18. It was contended by Mr. R. J. Joshi that the Supreme Court in Kusumbey D. Mahadevia's case : 122ITR38(SC) . had left open the question as to whether or not the primary method of valuation of the shares of a private limited company was the break-up method upon the basis of s. 6(2) and re. 10(2). He submitted that the first respondent had rightly intended to apply the provision of s. 6(3) and r. 10(2) and to arrive at an assessment upon the basis of the break-up method of valuation of the share of the purposes of gift-tax.
19. I cannot agreed.

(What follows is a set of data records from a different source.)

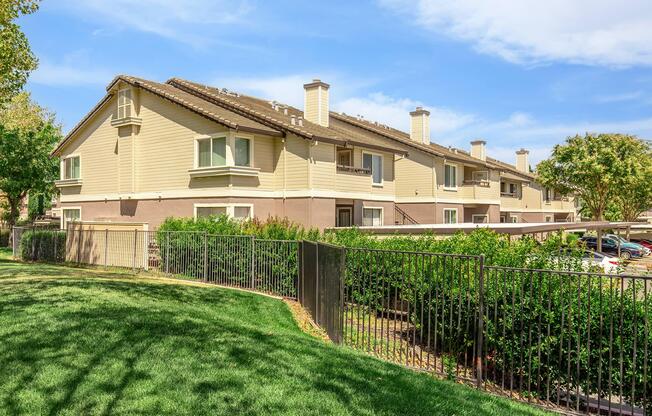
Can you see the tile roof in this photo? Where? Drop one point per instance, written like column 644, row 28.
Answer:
column 256, row 115
column 280, row 116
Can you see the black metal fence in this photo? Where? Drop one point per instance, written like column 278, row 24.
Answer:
column 320, row 285
column 577, row 341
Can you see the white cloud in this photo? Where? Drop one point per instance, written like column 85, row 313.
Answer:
column 286, row 89
column 195, row 22
column 69, row 74
column 395, row 112
column 594, row 32
column 449, row 127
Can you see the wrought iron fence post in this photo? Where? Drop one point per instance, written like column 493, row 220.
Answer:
column 480, row 334
column 205, row 256
column 106, row 248
column 135, row 248
column 167, row 252
column 253, row 262
column 79, row 245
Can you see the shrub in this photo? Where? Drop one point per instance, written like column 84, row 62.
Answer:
column 44, row 245
column 4, row 238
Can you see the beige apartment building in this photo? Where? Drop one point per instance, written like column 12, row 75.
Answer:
column 149, row 150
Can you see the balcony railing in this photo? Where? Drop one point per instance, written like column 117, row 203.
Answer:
column 353, row 169
column 477, row 182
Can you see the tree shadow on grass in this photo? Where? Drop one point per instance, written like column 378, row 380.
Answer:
column 109, row 347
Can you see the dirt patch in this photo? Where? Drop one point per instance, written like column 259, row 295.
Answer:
column 304, row 320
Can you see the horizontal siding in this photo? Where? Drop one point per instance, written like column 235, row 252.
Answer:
column 296, row 159
column 96, row 143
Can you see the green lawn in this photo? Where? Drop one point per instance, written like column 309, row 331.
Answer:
column 76, row 341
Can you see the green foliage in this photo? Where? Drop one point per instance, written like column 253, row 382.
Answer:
column 602, row 169
column 37, row 205
column 26, row 165
column 43, row 245
column 4, row 237
column 17, row 58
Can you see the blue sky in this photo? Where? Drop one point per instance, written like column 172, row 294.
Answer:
column 518, row 73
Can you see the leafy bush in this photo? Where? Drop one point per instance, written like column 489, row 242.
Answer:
column 44, row 245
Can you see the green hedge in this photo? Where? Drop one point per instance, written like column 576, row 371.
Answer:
column 4, row 238
column 45, row 245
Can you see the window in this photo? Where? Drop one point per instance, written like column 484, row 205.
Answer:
column 203, row 212
column 344, row 157
column 241, row 212
column 236, row 211
column 375, row 164
column 71, row 168
column 124, row 103
column 450, row 216
column 450, row 176
column 70, row 215
column 211, row 152
column 480, row 175
column 372, row 216
column 242, row 153
column 479, row 218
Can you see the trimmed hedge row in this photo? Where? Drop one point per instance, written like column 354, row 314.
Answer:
column 46, row 245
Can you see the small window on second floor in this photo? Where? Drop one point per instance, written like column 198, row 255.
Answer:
column 211, row 152
column 450, row 176
column 242, row 153
column 375, row 164
column 71, row 168
column 124, row 103
column 344, row 157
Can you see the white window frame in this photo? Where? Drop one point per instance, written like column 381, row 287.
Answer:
column 454, row 187
column 62, row 173
column 485, row 173
column 337, row 215
column 230, row 208
column 130, row 105
column 251, row 148
column 382, row 168
column 210, row 139
column 382, row 216
column 347, row 151
column 63, row 215
column 474, row 216
column 229, row 157
column 456, row 215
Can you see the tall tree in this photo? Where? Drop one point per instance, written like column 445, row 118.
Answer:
column 634, row 194
column 594, row 168
column 16, row 57
column 28, row 134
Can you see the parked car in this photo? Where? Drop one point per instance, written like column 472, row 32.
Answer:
column 644, row 243
column 646, row 251
column 590, row 261
column 610, row 246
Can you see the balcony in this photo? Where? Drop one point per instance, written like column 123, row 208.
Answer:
column 473, row 182
column 353, row 170
column 223, row 171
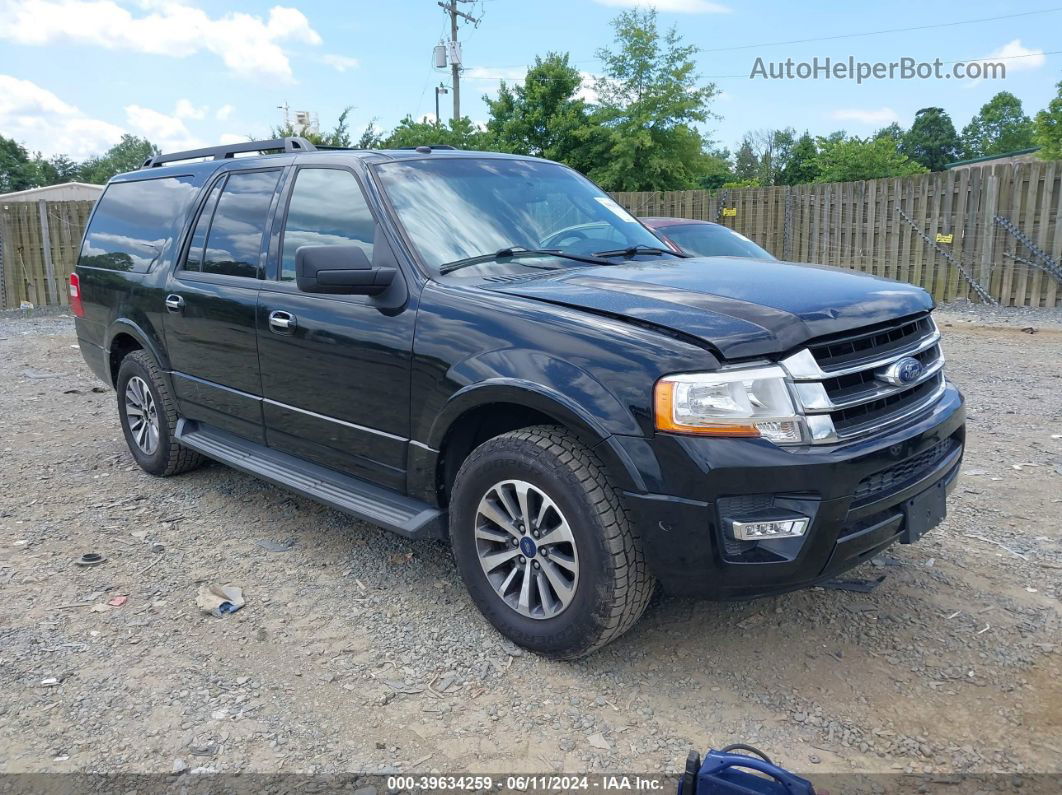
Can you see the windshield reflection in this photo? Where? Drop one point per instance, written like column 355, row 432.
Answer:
column 458, row 207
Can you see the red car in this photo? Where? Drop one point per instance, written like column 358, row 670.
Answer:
column 704, row 238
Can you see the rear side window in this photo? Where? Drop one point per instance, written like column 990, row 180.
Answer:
column 193, row 260
column 135, row 223
column 235, row 241
column 326, row 208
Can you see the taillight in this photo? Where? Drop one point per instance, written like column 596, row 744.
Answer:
column 75, row 306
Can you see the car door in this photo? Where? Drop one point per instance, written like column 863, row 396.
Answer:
column 336, row 368
column 211, row 300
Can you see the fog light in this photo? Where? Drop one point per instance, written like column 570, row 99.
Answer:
column 759, row 530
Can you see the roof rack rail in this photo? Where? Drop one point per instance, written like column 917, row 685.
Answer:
column 291, row 143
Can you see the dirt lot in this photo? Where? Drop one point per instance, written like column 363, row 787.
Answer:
column 358, row 651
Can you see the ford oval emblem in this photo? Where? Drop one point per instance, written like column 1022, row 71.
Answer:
column 903, row 372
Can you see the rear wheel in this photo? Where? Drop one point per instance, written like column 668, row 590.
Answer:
column 149, row 417
column 544, row 543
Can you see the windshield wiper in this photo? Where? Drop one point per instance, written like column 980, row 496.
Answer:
column 514, row 252
column 634, row 251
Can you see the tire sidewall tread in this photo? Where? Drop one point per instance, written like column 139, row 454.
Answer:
column 615, row 585
column 170, row 458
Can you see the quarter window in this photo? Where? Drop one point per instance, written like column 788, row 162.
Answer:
column 235, row 240
column 193, row 260
column 327, row 208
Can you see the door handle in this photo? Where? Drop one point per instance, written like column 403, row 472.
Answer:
column 281, row 323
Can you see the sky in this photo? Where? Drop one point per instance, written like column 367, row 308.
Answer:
column 75, row 74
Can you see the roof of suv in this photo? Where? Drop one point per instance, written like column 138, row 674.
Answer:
column 367, row 155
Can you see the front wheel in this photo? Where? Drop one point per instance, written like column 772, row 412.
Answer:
column 149, row 416
column 545, row 546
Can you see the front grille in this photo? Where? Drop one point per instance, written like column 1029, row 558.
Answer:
column 881, row 484
column 873, row 342
column 839, row 379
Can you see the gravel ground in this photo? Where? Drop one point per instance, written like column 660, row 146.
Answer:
column 359, row 652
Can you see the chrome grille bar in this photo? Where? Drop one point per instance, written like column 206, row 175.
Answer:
column 833, row 408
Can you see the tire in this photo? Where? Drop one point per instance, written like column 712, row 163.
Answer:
column 610, row 586
column 142, row 394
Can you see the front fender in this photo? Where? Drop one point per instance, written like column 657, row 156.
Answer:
column 147, row 341
column 538, row 381
column 555, row 387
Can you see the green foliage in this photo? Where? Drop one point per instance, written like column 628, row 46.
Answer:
column 801, row 166
column 16, row 169
column 746, row 162
column 1047, row 132
column 644, row 135
column 129, row 154
column 460, row 133
column 371, row 137
column 931, row 139
column 543, row 116
column 716, row 171
column 998, row 127
column 846, row 159
column 892, row 131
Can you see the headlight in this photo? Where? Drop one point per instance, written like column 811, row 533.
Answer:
column 738, row 402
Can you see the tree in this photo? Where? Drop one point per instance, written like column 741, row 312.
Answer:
column 129, row 154
column 891, row 131
column 54, row 170
column 801, row 168
column 717, row 171
column 459, row 133
column 649, row 103
column 931, row 139
column 16, row 169
column 998, row 127
column 845, row 159
column 1047, row 130
column 543, row 117
column 746, row 162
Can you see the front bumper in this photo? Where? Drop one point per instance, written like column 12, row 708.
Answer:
column 854, row 493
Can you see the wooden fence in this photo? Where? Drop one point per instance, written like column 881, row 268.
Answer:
column 38, row 249
column 859, row 225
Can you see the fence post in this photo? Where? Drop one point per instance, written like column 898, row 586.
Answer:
column 46, row 246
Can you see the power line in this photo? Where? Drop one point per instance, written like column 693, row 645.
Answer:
column 889, row 30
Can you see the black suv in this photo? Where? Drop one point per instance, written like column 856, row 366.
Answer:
column 487, row 348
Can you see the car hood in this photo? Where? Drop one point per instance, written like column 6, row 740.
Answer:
column 740, row 307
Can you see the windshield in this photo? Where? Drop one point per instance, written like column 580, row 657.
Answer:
column 711, row 240
column 455, row 208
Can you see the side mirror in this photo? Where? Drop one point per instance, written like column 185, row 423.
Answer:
column 339, row 270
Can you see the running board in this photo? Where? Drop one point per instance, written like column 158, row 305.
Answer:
column 360, row 499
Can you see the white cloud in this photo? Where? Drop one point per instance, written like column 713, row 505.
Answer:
column 1013, row 55
column 586, row 90
column 185, row 109
column 249, row 46
column 508, row 73
column 340, row 63
column 675, row 6
column 877, row 117
column 168, row 133
column 41, row 121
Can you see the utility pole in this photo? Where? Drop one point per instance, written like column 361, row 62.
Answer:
column 439, row 89
column 450, row 6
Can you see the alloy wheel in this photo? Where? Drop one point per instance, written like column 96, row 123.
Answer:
column 141, row 415
column 526, row 549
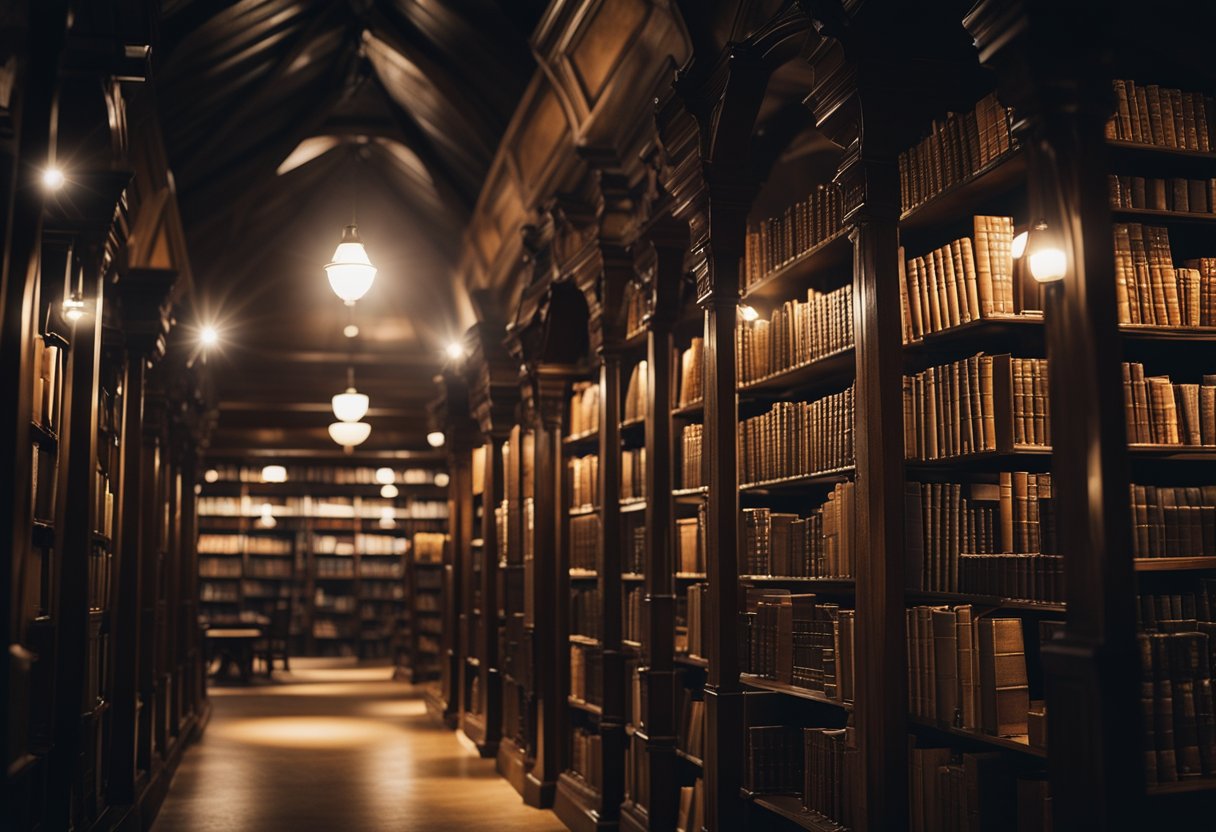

The Supreme Court, has in Kusumbey D. Mahadevia's case : 122ITR38(SC) , laid down that in the case of a private limited company such as Mafatlal Gagalbhai Pvt Ltd, which is a going concern, which is not ripe for liquidation and regarding which there is no exceptional circumstances, the break-up method cannot be applied ; the profits-earning method is the only method which can properly be applied for the valuation of its shares. The Supreme Court affirmed that the valuation of the shares o the company such as this can be validly done under the provisions of s. 6(1). it ruled out the applicability of any other method, including the break-up method. What the Supreme Court said in regard to s. 6(3) and r. 10(2) was that it had not been argued before the Tribunal that the break-up method was the primary method to be applied. No questions based upon this argument could, therefor, be refereed.
20. It is crystal clear that the valuation of the shares of the two companies concerned here can only be arrived at under the provision of s. 6(1) upon the profits-earning method. This finding of the Supreme Court is binding on the first respondent. It was not open to him to seek to adopt for the purpose of the gift-tax assessment of the petitioner any method of valuation other than that method.
21. Having regard to this conclusion, it is unnecessary to go into the alternative submission of mr. Kolahj.
22. The petitioner is made absolute in terms of prayers (a) and (b), with costs.